The lifecycle of an audit log request — extending from the point at which the request is made by the user, to the point at which the compressed file is available for user-download — is explained below.
Request Status and Processing Duration
After a request has been made, its progress can be tracked by means of its status attribute. At a given time, this can be any one of the following:
-
queued. The request has been received, and is awaiting processing. -
in progress. The request is being processed. This status is typically reached soon after the request has been initially queued. The duration of processing typically depends on the length and calendar-placement of the user-specified time-period. If the time-period is within the last 24 hours, processing is likely to be fast, since the corresponding files are at hand. Alternatively, if the time-period extends to a point earlier than the last 24 hours, processing is likely to take longer, since corresponding files have in some cases been archived, and so require additional steps for retrieval. -
ready. The request has been successfully processed. A download URL is now available, whereby the resulting compressed file can be downloaded, and its content examined. The URL will be available until approximately 72 hours after export-completion. The compressed file will contains a single log file for each node that existed on the cluster during the specified time-period. -
failed. The request failed, and no export has occurred. The user should open a support ticket, so that the problem can be investigated and appropriately resolved. -
no audit log files exist within the requested time frame. No log files exist for the time-period that was specified: therefore, no export has occurred. This problem may be a consequence of auditing not having been enabled during the requested time-period. It is also possible that there was no auditable activity on the cluster during the requested time-period.

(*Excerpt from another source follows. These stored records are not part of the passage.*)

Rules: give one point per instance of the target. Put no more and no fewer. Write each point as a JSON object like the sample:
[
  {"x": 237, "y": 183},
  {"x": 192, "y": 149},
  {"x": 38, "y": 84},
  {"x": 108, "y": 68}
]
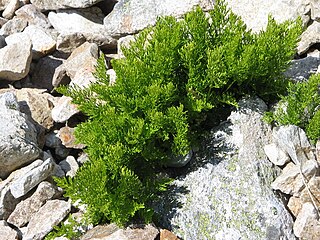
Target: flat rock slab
[{"x": 49, "y": 215}]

Limitations on Export Requests
The following limitations exist on export requests:
-
Only one export request may be running at any given time. A running export request is one whose status is either
queuedorin progress. -
No more than three historical export requests are permitted in a 24 hour period. A historical export request is one whose start time is earlier than the point that is 24 hours before the making of the request.
Note, however, that any number of export requests can be made whose start time is no earlier than 24 hours of the making of the request.
-
No export request can be made whose start time is earlier than 30 days prior to the making of the request.
-
No export request can be made whose start time is later than 15 minutes prior to the making of the request.
-
No export request can be made whose absolute time-range is less than 15 minutes.
Note also that returned files may contain subsets of records that were made outside the user-specified time-period.